The NASA/ESA’s Hubble Space Telescope has tracked the fading light of a supernova in the spiral galaxy NGC 2525, located 70 million light years away. Supernovae like this one can be used as cosmic tape measures, allowing astronomers to calculate the distance to their galaxies.
Hubble captured these images as part of one of its major investigations, measuring the expansion rate of the Universe, which can help answer fundamental questions about our Universe’s very nature.
The supernova, formally known as SN2018gv, was first spotted in mid-January 2018. The NASA/ESA’s Hubble Space Telescope began observing the brilliant brightness of the supernova in February 2018 as part of the research program led by lead researcher and Nobel Laureate Adam Riess of the Space Telescope Science Institute (STScI) and Johns Hopkins University, in Baltimore, USA. The Hubble images center on the barred spiral galaxy NGC 2525, which is located in the constellation of Puppis in the Southern Hemisphere.
The supernova is captured by Hubble in exquisite detail within this galaxy in the left portion of the image. It appears as a very bright star located on the outer edge of one of its beautiful swirling spiral arms. This new and unique time-lapse of Hubble images created by the ESA/Hubble team shows the once bright supernova initially outshining the brightest stars in the galaxy, before fading into obscurity during the year of observations. This time-lapse consists of observations taken over the course of one year, from February 2018 to February 2019.
“No Earthly fireworks display can compete with this supernova, captured in its fading glory by the Hubble Space Telescope,” shared Riess of this new time-lapse of the supernova explosion in NGC 2525.

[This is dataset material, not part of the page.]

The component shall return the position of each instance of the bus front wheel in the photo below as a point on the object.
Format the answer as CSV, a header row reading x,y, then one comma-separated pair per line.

Supernovae are powerful explosions which mark the end of a star’s life. The type of supernova seen in these images, known as a Type Ia supernova, originate from a white dwarf in a close binary system accreting material from its companion star. If the white dwarf reaches a critical mass (1.44 times the mass of our Sun), its core becomes hot enough to ignite carbon fusion, triggering a thermonuclear runaway process that fuses large amounts of oxygen and carbon together in a matter of seconds. The energy released tears the star apart in a violent explosion, ejecting matter at speeds up to 6% the speed of light and emitting huge amounts of radiation. Type Ia supernovae consistently reach a peak brightness of 5 billion times brighter than our Sun before fading over time.
Because supernovae of this type produce this fixed brightness, they are useful tools for astronomers, known as ‘standard candles’, which act as cosmic tape measures. Knowing the actual brightness of the supernova and observing its apparent brightness in the sky, astronomers can calculate the distance to these grand spectacles and therefore their galaxies. Riess and his team combined the distance measurements from the supernovae with distances calculated using variable stars known as Cepheid variables. Cepheid variables pulsate in size, causing periodic changes in brightness. As this period is directly related to the star’s brightness, astronomers can calculate the distance to them: allowing them to act as another standard candle in the cosmic distance ladder.
A supermassive black hole is also known to be lurking at the centre of NGC 2525. Nearly every galaxy contains a supermassive black hole, which can range in mass from hundreds of thousands to billions of times the mass of the Sun.